The only one of those plant that I have serious doubts about with only that much light would be the glosso (although I recently heard about someone growing even that with relatively low light). The Micranthemum umbrosum might have trouble, don't have enough experience with it in lower light to say. I'm not sure about the Heteranthera dubia, Nymphoides sp. 'Taiwan', or Rotala sp. 'Green'.

I could be wrong, but I don't think that light level would be too much of a problem for most of those plants. There may be other reasons for plants not to do well in a natural planted tank though, and it's likely that you won't know which ones will do well for you until you try them. Also, if you're worried about some of them "growing like weeds" and making the tank too high-maintenance, that may not be the case in a NPT, where they're not being driven by high light and injected CO2. My cabomba is growing at less than half the rate in my NPT as it is in my high-tech tank.


----------



## SimplyOrange (Oct 5, 2007)

silas k. said:


> that's the same kind of setup i was thinking about for the 55 gallon. was your setup a low maintenance natural tank? what was your light schedule for the rest of the day? and were you using the shoplights with reflectors? when you say they were on eggcrate do you mean that was all they were on? no glass top on the aquarium? sorry for the barrage of questions but other people's personal experiences are the best resources.
> that's exactly why i'd recommend going with the shoplights. much cheaper.


it was the lowest maintenance possible, lol. i just tossed the plants in. the ludwigia took over 3/4th of the tank. i only trimmed when it hit surface and then replanted. i was doing 10hrs days, front shoplight was on for 8a-3p, back shoplight came on at 11a-6p.

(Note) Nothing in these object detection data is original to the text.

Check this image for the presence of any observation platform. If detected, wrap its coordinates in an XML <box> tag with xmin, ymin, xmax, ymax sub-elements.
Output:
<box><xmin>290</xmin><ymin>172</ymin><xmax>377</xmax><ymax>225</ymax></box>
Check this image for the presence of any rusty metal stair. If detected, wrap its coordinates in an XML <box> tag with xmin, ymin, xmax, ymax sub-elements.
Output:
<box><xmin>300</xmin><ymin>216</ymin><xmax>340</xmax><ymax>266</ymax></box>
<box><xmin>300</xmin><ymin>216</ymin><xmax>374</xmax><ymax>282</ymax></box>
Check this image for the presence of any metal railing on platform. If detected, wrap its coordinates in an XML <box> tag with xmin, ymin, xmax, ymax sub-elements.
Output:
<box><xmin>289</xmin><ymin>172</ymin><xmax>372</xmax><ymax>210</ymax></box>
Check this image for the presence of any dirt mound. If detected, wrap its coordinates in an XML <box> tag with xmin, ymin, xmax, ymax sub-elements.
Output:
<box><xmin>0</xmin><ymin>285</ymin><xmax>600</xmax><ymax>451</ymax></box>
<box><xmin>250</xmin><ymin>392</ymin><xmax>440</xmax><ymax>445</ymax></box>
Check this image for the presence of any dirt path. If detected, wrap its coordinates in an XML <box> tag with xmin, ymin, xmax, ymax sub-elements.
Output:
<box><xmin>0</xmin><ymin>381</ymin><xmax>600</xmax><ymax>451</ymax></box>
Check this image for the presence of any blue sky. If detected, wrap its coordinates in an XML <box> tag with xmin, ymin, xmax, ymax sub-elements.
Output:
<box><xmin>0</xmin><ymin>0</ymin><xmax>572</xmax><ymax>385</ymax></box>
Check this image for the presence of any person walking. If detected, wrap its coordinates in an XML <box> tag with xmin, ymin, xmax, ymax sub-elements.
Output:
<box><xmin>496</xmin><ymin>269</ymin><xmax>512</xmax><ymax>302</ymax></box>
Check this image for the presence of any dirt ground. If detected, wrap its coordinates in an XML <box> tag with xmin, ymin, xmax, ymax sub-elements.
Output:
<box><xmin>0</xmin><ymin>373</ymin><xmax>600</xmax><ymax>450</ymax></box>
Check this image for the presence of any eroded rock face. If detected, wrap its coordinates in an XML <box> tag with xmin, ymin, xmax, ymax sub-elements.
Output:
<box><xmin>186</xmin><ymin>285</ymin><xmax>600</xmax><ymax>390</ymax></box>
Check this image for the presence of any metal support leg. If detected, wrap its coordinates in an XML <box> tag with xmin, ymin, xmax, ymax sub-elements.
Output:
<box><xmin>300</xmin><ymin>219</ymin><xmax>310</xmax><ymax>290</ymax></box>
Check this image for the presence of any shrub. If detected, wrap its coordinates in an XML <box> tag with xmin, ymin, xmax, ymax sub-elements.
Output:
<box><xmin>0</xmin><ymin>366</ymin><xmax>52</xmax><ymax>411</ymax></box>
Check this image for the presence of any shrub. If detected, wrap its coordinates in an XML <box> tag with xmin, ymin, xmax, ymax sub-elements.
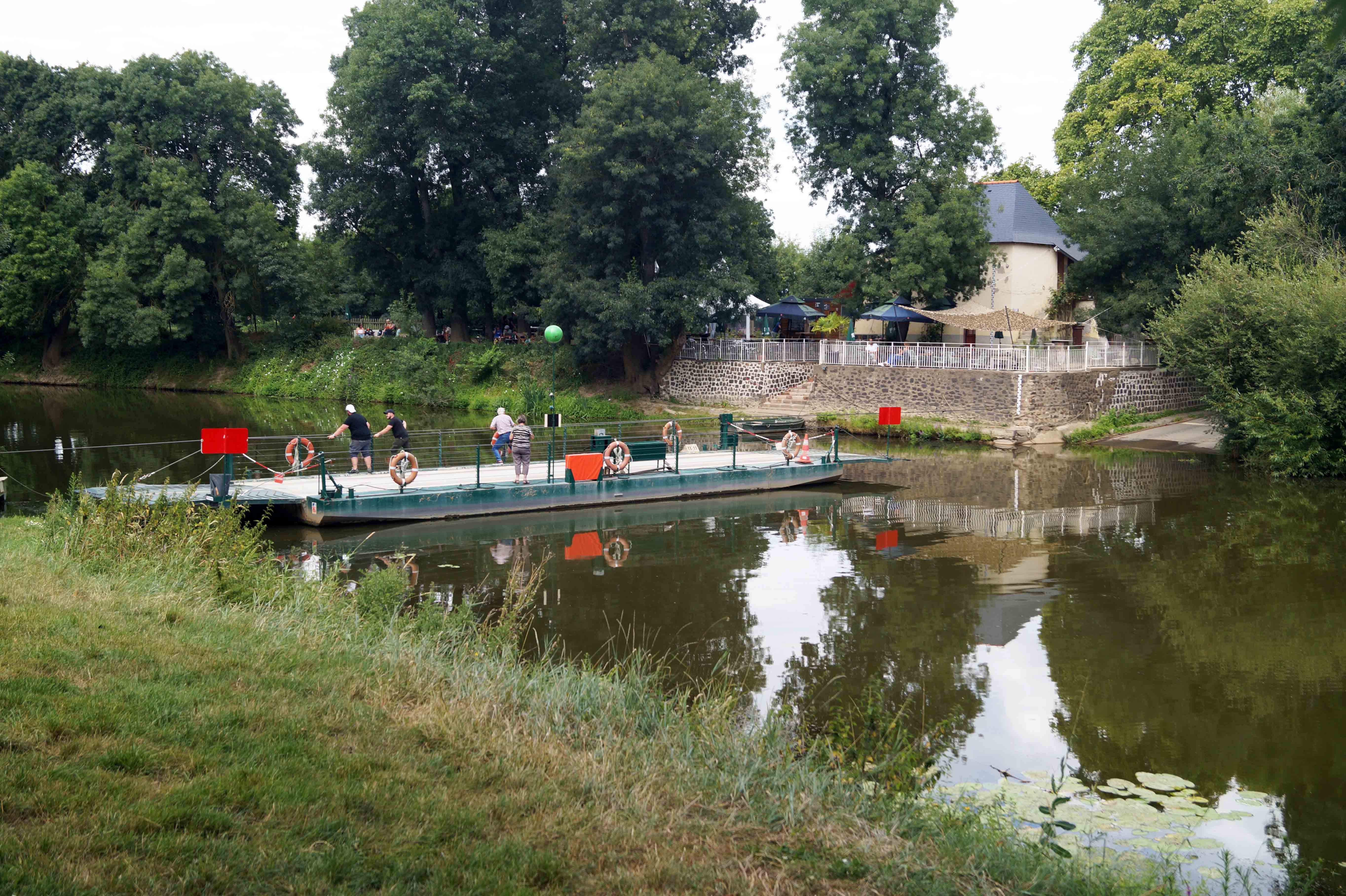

yes these shoplights have reflectors. i didnt have time to build a stand so i used various bolts, washers, and bowtie(?) locking nuts right on the center of the eggcrate and propped the two shoplights like a tee-pee. i dont know how much light i lost that way but it worked. if you build a stand you could level the shoplights and have it over the tank without covers.

actually other people can just give you ideas. you have to learn what works for you by trial and error. but it is all totally worth it.

i agree that plants can survive with less lighting but they wont grow as fast. i keep 2 small amazon swords stunted in a 2g hex with just ambient window light. i've had them for maybe close to 2yrs now.


----------